Let's look at each sentence or couple of sentences at a time:

1) "The number is derived mainly from a version of the World Health Organization's (WHO) Global Burden of Disease model,..."

Where is this "Global Burden of Disease Model"? What is it's purpose? I know the WHO does an annual (or periodic) "Global Burden of Disease" report, but I thought the report was based on empirical data, not a model.

"Some 7.5 million people die each year due to malnutrition, diarrhea and malaria."

Where does Walter Fust get that figure? (Besides his own GHF report!) For example, in his GHF report, the number of annual worldwide malaria deaths is put at 1.35 million, but Table A1 (page 54) of the WHO's Global Burden of Disease Report:

http://www.who.int/healthinfo/global_burden_disease/GBD_report_2004update_full.pdf

...puts the number of malaria deaths in 2004 at 889 million. So his GHF report number for malaria deaths is higher than the Global Burden of Disease Report by 50 percent.

And the Global Burden of Disease Report puts the number of diarrhoeal deaths at 2,163,000 (see Table A1 again), whereas the GHF report puts the number of diarrhoeal deaths at 2,350,000 (or about 10 percent higher).

"The WHO estimates the climate change role at around 4%, hence 300,000."

WHERE has the WHO made that estimate? In what document? The A.J. McMichael et al. WHO chapter (that came up with 151,000 deaths) doesn't say the effect of climate change is 4%. They have different percentages for climate change for different afflictions.

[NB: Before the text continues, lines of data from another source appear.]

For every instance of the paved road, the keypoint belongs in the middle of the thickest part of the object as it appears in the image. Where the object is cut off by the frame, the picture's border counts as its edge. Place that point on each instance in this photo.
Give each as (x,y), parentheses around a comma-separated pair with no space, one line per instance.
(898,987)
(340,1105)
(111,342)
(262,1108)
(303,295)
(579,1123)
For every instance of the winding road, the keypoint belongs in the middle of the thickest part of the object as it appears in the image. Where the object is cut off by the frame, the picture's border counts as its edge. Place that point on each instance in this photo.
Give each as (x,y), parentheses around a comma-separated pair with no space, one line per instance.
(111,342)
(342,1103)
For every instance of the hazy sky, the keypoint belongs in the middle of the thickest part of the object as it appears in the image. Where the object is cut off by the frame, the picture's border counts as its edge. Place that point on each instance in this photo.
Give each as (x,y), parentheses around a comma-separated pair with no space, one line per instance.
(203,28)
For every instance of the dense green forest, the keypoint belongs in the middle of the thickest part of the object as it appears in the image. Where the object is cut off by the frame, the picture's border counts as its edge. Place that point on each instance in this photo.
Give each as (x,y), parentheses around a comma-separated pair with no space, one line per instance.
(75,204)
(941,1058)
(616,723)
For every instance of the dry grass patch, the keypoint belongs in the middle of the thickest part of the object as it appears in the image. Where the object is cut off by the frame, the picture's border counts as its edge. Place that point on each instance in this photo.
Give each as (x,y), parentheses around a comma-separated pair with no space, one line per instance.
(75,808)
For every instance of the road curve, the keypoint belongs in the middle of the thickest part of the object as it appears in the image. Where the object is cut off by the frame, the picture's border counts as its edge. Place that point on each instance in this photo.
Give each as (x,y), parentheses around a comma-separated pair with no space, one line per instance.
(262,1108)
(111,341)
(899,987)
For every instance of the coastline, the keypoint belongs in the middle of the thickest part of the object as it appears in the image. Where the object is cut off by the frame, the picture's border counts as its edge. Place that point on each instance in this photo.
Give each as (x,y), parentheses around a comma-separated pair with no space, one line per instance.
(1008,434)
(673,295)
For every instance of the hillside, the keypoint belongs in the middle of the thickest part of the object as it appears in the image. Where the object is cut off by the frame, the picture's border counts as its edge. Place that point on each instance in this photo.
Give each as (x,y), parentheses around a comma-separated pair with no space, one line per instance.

To me, it's very suspicious that the GHF report numbers for malaria, diarrhoeal, and malnutrition deaths are all EXACTLY 2.0 times the values in the WHO chapter by McMichael et al. I don't see any scientifically legitimate way for the GHF report to get numbers that are EXACTLY 2X the McMichael et al. numbers.

SEWilco said...

They don't mention subtracting any deaths due to fewer problems with cold.

Ben Pile said...

The claim that climate change is the 'fastest growing' 'humanitarian concern' is entirely bogus.

Even it were 'the fastest growing', at what point does 'rate of change' make an issue more pressing than the magnitude of the problem it exists in contrast to?

More to the point, a response to the problems caused by Malaria, at the scale of the many and varied very well-resourced institutions that have been established throughout the world to research and 'combat climate change', would make it much more likely that nobody died, or suffered from malaria, whatever the cause of it was.

Where is the Intergovernmental Panel on Malaria Prevention? Where are the environmental activists demanding action now, and that 'malaria will be worse for the poor'? Where are the former senior economists at the world bank reviewing the costs and benefits of eradicating versus not eradicating malaria? Etc.

In Fust's words we see 'humanitarian concerns' being held hostage to environmentalism in its ideological form. The problem is that it takes phenomena such as malaria, and even poverty, as inevitabilities that can only be mediated, rather than abolished. To maintain that the eradication of malaria, and the abolition of poverty are possible aims is to undermine ideological environmentalism. It is predicated on the impossibility of such aims because the means to produce such ends are inevitably 'unsustainable'. Otherwise, we could just make an argument for development of the kind that would eradicate Malaria, leading to no deaths from 'climate change'. So much for 'humanitarian concerns', then.